500- or 600-Level Courses: The remaining units must consist of 500- or 600-level courses in mathematics or in a related area, selected with the approval of the program adviser. Possible elective courses include:

*MATH 542 - Introduction to Computational Ordinary of Differential Equations (3 units)
*MATH 543 - Numerical Matrix Analysis (3 units)
*MATH 635 - Pattern Formation (3 units)
*MATH 639 - Nonlinear Waves (3 units)
*MATH 693A - Advanced Numerical Methods: Computational Optimization (3 units)
*MATH 693B - Advanced Numerical Methods: Computational Partial Differential Equations (3 units)
*COMP 605/CS 605 - Scientific Computing (3 units)

Note: Students must select Plan A (Thesis) and give a public oral defense of the thesis.

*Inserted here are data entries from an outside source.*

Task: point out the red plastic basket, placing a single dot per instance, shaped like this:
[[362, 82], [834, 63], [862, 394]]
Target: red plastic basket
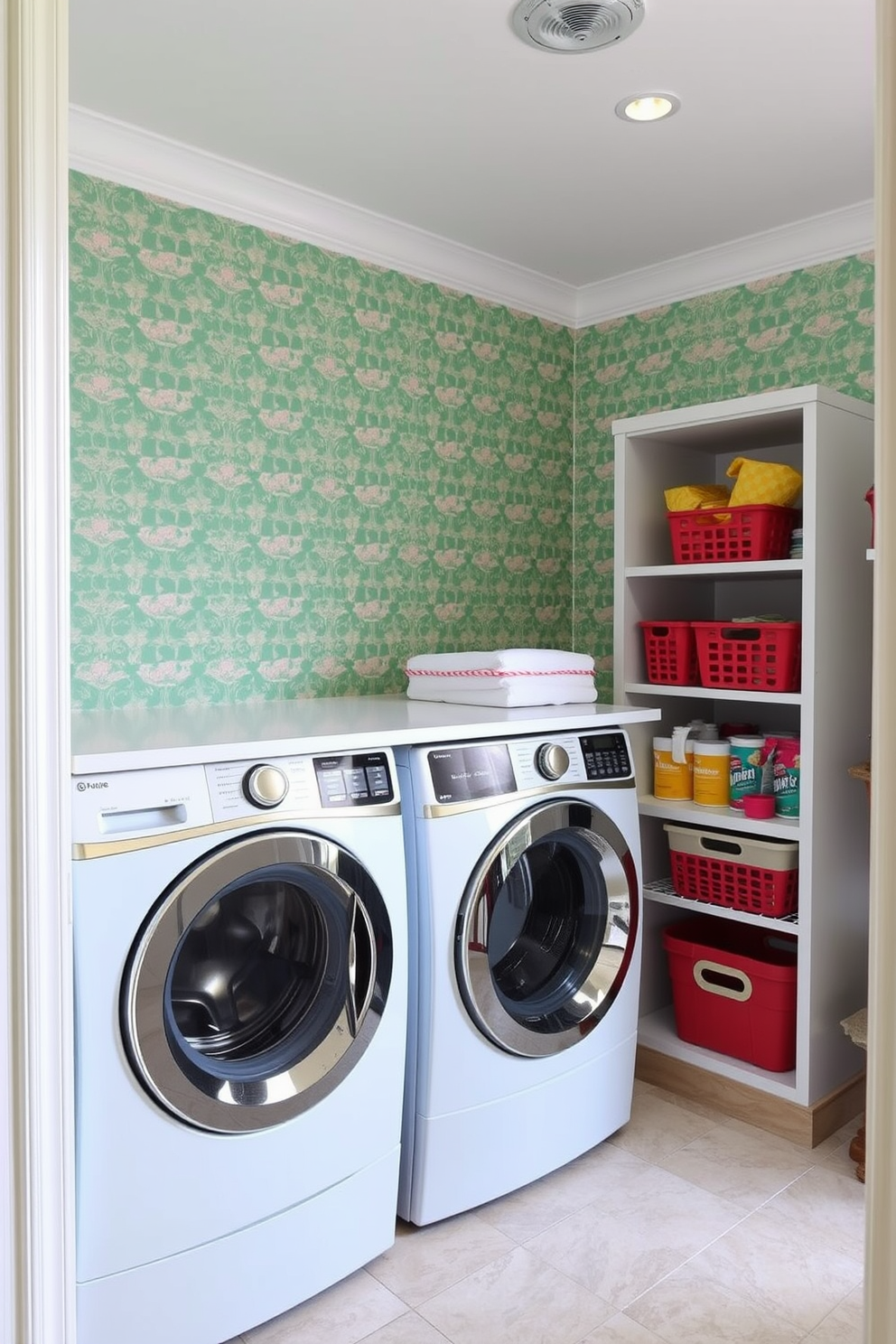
[[744, 532], [735, 871], [733, 989], [761, 658], [670, 652]]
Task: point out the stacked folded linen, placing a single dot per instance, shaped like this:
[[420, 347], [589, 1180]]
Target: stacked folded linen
[[502, 677]]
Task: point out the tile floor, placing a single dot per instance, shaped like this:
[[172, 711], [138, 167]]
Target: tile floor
[[684, 1227]]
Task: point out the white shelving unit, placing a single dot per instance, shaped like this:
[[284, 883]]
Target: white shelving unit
[[829, 438]]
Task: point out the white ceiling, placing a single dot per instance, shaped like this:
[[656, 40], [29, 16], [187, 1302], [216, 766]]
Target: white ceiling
[[437, 116]]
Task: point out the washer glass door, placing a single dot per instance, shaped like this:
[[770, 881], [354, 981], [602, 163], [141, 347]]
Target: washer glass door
[[258, 981], [547, 929]]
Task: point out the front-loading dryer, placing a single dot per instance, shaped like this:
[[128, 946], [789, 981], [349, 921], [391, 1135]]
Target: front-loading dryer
[[524, 871], [240, 996]]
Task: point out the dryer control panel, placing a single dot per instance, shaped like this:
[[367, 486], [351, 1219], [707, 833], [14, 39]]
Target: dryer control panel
[[474, 770]]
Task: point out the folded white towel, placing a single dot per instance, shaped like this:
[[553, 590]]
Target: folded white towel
[[504, 691], [501, 661]]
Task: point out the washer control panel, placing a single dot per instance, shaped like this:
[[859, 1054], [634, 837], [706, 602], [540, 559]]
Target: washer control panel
[[606, 756], [353, 781]]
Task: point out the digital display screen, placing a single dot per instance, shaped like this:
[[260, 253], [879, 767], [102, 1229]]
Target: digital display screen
[[462, 774]]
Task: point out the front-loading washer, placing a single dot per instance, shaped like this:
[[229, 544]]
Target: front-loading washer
[[240, 1000], [524, 868]]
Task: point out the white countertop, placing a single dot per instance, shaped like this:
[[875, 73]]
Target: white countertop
[[144, 740]]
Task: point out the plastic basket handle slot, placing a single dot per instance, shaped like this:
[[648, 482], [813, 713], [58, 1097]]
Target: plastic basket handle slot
[[741, 635], [717, 845], [778, 944], [724, 981], [710, 519]]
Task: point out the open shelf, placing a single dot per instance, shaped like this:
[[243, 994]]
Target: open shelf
[[827, 589]]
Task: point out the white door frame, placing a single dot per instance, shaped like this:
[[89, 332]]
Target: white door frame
[[880, 1117], [36, 1131]]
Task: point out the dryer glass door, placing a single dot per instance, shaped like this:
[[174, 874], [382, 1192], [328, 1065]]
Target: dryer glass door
[[258, 981], [547, 928]]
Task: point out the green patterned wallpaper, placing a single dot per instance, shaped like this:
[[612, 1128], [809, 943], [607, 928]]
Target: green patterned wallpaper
[[290, 470], [815, 325]]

A thesis normally takes one year to complete and is done under the direction of a thesis adviser. The thesis is written under the direction of a faculty member who works closely with the student in both the research and the writing of the thesis. The student can choose any faculty member in the program to be the thesis adviser. The student and the adviser will determine the topic of the thesis, generally on a topic of interest to both.